Other companies didn't do quite as well over the last year, but could see their fortunes change in the coming years. Israel-based Mellanox (NASDAQ: MLNX ) , for example, shed 66%, "voluntarily" delisting itself from the Tel Aviv Stock Exchange. That will at least save it some money, and analysts at Stifel suggest that the company might rebound from here. Its last few years were quite strong, as it invested heavily in cloud computing. Its second quarter featured estimate-topping earnings and revenue, but at current levels its stock doesn't seem bargain-priced. Mellanox recently bought Kotura, a high-speed networking technology company.
Audio chip maker Cirrus Logic (NASDAQ: CRUS ) is down 46%, having tumbled after reporting disappointing quarterly results and guidance. Bears worry about its reliance on Apple, which accounted for some 82% of revenue in its last fiscal year, though Cirrus has been lining up other customers. They also fear that lower-priced iPhones could hurt Cirrus and think its growth is due to slow. On the other hand, the stock got a boost recently on news that another chipmaker, Avago, expected strong upcoming sales, presumably via Apple.

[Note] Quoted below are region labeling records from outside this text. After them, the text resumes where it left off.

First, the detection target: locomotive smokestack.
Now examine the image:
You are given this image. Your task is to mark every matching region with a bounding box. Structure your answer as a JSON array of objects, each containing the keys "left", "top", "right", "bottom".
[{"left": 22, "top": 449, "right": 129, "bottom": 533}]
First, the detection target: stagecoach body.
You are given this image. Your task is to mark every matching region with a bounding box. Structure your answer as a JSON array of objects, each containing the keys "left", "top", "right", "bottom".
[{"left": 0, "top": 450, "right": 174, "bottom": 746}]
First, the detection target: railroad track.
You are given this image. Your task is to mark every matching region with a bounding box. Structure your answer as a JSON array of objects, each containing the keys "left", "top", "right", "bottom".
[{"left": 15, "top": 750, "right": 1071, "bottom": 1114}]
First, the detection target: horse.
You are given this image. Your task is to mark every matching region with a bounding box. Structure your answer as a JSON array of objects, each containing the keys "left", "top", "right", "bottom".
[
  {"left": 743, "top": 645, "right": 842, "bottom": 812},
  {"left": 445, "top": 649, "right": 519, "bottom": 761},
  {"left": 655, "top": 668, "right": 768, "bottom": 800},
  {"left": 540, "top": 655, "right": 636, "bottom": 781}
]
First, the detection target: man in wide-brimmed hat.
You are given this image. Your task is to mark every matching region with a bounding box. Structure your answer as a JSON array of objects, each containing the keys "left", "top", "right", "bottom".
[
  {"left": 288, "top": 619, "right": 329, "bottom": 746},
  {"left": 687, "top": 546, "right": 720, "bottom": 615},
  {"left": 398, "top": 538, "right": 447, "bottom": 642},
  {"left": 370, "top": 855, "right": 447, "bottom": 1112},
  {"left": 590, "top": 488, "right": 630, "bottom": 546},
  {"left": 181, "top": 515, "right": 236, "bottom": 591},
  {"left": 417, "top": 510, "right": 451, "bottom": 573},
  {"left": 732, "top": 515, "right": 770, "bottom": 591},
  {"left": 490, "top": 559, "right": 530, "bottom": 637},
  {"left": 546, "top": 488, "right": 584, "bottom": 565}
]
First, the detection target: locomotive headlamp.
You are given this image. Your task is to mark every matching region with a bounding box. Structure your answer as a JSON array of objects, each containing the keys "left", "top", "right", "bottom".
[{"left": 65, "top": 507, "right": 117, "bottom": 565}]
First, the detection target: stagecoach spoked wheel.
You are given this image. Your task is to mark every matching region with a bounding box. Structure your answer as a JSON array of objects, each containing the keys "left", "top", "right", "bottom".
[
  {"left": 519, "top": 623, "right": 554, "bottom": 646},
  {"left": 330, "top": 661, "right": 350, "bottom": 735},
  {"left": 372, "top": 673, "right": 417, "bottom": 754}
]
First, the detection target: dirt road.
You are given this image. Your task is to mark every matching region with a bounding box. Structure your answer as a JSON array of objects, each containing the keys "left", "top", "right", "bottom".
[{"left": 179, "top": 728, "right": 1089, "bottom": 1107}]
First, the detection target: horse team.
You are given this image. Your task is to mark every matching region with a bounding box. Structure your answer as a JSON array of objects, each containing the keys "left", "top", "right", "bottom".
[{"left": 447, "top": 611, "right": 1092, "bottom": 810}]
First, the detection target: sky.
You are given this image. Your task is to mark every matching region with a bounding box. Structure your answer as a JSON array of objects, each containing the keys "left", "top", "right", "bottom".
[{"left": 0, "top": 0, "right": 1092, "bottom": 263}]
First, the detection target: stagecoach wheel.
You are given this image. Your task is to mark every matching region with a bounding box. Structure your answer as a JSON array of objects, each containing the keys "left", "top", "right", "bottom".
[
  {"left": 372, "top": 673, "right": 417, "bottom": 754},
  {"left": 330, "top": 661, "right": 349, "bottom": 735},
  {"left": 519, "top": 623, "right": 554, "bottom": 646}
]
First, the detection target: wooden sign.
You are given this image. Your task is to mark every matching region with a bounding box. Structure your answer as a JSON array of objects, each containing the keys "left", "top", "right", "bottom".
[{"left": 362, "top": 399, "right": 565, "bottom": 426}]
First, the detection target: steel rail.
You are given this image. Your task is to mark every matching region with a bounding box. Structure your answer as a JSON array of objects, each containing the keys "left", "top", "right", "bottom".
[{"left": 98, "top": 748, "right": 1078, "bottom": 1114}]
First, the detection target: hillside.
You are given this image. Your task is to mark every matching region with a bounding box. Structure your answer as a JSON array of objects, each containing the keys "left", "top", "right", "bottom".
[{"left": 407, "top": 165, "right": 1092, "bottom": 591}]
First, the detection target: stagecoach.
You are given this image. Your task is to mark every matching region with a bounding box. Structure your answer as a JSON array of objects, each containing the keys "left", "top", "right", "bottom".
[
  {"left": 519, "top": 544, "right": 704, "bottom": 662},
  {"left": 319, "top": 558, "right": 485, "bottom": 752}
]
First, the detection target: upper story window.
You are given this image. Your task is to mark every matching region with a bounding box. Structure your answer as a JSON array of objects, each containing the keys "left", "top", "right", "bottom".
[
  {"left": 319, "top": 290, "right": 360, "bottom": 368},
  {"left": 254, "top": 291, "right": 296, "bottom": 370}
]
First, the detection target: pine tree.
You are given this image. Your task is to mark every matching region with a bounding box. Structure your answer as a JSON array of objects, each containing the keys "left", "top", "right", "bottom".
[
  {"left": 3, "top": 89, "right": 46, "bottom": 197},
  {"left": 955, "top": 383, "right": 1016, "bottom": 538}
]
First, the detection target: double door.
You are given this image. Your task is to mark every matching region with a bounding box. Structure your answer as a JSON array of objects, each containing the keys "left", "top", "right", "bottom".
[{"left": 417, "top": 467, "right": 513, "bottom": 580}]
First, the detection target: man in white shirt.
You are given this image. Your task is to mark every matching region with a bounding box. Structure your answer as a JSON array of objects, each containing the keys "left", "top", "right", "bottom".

Advanced Micro Devices (NYSE: AMD ) lost 12%, and has been in penny-stock territory all year. The stock hasn't been kind to many investors, averaging an annual loss of about 5% over the past 30 years. Bears see it threatened by a weak PC market and don't like its heavy free-cash-flow losses in recent years. Still, bulls are hopeful about its recent cost-cutting, and about its growing focus on gaming technology. Management expects profitability soon, and a turnaround may be under way.
The big picture
Demand for technology isn't going away anytime soon. A well-chosen ETF can grant you instant diversification across any industry or group of companies -- and make investing in and profiting from it that much easier.